Now, let’s quickly review the anatomy and physiology of the adrenal glands. There are two adrenal glands, one above each kidney, and each one has an inner layer called the medulla and an outer layer called the cortex. Zooming in, the cortex is further subdivided into three more layers, namely the zona glomerulosa, zona fasciculata, and the zona reticularis. And each of their functions can be easily remembered by thinking of the mnemonic Salt, Sugar, and Sex.

So, the outermost layer is the zona glomerulosa, which secretes aldosterone. Aldosterone is part of a hormone system called the renin-angiotensin-aldosterone system.

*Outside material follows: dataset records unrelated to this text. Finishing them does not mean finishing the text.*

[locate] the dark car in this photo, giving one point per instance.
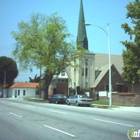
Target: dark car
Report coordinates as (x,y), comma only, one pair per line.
(58,98)
(79,100)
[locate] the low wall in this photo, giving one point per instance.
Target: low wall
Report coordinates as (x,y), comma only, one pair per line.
(126,99)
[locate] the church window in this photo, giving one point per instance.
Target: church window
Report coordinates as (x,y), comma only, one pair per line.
(82,71)
(86,62)
(86,72)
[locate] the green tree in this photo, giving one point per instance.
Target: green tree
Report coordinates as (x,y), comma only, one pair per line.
(131,55)
(8,70)
(45,42)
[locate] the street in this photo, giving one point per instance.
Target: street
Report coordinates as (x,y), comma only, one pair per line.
(24,120)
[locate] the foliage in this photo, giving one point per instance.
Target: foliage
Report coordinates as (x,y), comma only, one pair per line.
(8,70)
(45,42)
(131,55)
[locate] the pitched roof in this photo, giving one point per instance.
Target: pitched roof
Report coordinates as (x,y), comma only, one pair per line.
(24,85)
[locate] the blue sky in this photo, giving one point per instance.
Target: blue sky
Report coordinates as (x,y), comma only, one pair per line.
(97,12)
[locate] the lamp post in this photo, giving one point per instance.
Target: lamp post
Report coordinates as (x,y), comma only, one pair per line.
(109,58)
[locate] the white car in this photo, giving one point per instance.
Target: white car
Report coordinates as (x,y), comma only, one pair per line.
(79,100)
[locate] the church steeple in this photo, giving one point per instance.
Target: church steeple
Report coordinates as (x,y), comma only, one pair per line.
(82,35)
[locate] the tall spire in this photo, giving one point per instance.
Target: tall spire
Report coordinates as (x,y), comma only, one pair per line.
(82,35)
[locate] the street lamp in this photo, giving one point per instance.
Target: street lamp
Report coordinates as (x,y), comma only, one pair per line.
(109,58)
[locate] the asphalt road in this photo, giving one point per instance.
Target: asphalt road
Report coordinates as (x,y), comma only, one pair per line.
(24,120)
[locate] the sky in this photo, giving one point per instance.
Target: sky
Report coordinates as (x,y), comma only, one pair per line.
(97,12)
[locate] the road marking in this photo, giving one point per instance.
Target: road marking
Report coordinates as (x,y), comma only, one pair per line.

Together, these hormones decrease potassium levels, increase sodium levels, and increase blood volume and blood pressure.

The middle layer is the zona fasciculata, and the cells there make the hormone cortisol as well as other glucocorticoids. The hypothalamus, which is an almond-size structure which sits at the base of the brain, releases corticotropin-releasing hormone, or CRH for short, which acts on the pituitary gland, a pea-sized structure sitting just underneath the hypothalamus. In response, the pituitary gland sends out adrenocorticotropic hormone, or ACTH for short, which stimulates the zona fasciculata to secrete more cortisol.

Now, cortisol is involved in a number of things such as maintaining glucose levels, blood pressure, suppression of the inflammatory and immune response, and it also seems to influence things like mood and memory. Finally, the innermost layer is the zona reticularis, and cells there make sex hormones called androgens, including dehydroepiandrosterone, which is the precursor of testosterone.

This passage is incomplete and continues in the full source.